Da mesma forma, é relevante perceber como em dois de seus pesadelos, Isak se mostra incapaz de diferenciar se alguém está vivo ou morto, já que, como apontado por... ora, por ele mesmo através de seu inconsciente, a maneira que encontrou para evitar ser ferido por aqueles que amava foi remover “cirurgicamente” a dor – o que trouxe o trágico efeito colateral de anestesiá-lo completamente para os que o cercavam. Assim, ele pode até dizer as coisas “certas”, mas não percebe que estas disfarçam seu vazio emocional (vejam, por exemplo, seu sorriso orgulhoso ao ouvir a Sara de sua juventude listando suas “virtudes” e notem como ele não percebe que ela está, na verdade, apontando como estas o tornam profundamente entediante). Não é acaso, portanto, o olhar horrorizado que Marianne dirige à velha sra. Borg (Wifstrand), já que identifica, nesta, a mesma amargura que se mostra presente em seu filho Isak e em seu neto Evald – e o terror de Marianne é fruto do temor de que esta linhagem de frieza e solidão tenha continuidade no bebê que agora carrega dentro de si.
Como é fácil concluir, Morangos Silvestres é uma obra repleta de ideias e reflexões, mas construída com uma disciplina e um rigor estético invejáveis.
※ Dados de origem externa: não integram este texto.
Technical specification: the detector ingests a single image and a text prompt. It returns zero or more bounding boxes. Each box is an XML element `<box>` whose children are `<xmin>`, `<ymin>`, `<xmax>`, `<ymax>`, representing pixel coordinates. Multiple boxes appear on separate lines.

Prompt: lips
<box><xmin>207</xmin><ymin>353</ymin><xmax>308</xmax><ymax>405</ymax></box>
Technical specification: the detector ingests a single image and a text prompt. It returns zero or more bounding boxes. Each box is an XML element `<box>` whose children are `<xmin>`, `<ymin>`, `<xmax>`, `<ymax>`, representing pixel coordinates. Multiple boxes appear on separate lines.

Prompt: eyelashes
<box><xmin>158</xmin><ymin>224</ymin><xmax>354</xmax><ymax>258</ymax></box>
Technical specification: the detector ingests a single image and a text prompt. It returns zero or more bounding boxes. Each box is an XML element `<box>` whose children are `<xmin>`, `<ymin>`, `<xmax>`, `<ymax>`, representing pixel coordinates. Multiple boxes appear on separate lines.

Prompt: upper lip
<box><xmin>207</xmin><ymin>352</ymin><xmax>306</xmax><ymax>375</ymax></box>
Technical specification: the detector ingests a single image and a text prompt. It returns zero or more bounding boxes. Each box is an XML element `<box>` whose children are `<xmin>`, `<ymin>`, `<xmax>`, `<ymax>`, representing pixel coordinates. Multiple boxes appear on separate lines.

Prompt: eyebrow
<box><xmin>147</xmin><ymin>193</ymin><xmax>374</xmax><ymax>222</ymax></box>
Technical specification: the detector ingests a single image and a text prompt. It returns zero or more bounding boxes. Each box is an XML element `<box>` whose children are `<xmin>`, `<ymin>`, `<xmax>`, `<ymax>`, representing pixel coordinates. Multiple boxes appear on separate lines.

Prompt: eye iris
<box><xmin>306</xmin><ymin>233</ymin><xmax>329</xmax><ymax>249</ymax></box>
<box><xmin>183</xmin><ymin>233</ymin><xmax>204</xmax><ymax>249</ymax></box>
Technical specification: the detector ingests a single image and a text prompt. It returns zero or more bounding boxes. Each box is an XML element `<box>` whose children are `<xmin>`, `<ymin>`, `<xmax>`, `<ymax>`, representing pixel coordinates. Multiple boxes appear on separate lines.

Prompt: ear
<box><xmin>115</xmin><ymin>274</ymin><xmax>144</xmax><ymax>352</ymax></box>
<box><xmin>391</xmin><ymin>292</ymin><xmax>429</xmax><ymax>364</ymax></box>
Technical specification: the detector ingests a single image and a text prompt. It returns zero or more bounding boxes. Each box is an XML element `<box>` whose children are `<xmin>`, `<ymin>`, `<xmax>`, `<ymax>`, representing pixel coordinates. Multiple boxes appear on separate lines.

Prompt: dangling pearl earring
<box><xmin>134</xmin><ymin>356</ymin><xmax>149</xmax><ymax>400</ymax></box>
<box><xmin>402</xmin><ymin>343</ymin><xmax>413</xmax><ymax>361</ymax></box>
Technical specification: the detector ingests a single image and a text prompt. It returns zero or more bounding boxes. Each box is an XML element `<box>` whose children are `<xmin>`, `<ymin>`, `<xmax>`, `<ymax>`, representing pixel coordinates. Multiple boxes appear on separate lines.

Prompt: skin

Quando Marianne narra para Isak a conversa que teve com o marido, por exemplo, a montagem salta entre planos e contraplanos que ocasionalmente substituem o velho médico por seu filho e vice-versa, indicando como ambos se igualam em seu distanciamento emocional aos olhos da moça. De maneira similar, reparem como todos os parentes vistos na casa de verão vestem branco e têm sua conversa retratada de forma dinâmica através dos cortes rápidos, contrapondo-os à presença escura e monótona de Isak. Para completar, Bergman praticamente resume um dos temas principais de seu filme através da imagem simples, mas perfeita, de um relógio sem ponteiros – o que, somado ao som do “tic-tac” que abre a projeção, sintetiza sua preocupação com o tempo que se esgota à medida que nos aproximamos do fim da vida.
E como escorre, esse tempo: ao folhear um livro antigo, a sra. Borg nota como traz anotações feitas por suas filhas na infância e que agora se encontram mortas, ao passo que o neto que outro dia engatinhava encontra-se prestes a completar 50 anos. Aí, aliás, reside uma das características agridoces da memória: justapor nossas lembranças, nas quais todos seguem jovens e saudáveis, à realidade de decadência física inevitável que se seguiu.
É isto, claro, que torna a conclusão de Morangos Silvestres tão tocante: ao finalmente se permitir focar na lembrança de seus pais num dia ensolarado à beira do lago que marcou sua infância, o doutor Isak Bork pode sorrir ao abraçar as memórias da juventude repleta de promessas em vez de se deixar sufocar pelas frustrações e desapontamentos que as apagaram.
Muitas vezes, isto é o máximo que podemos esperar.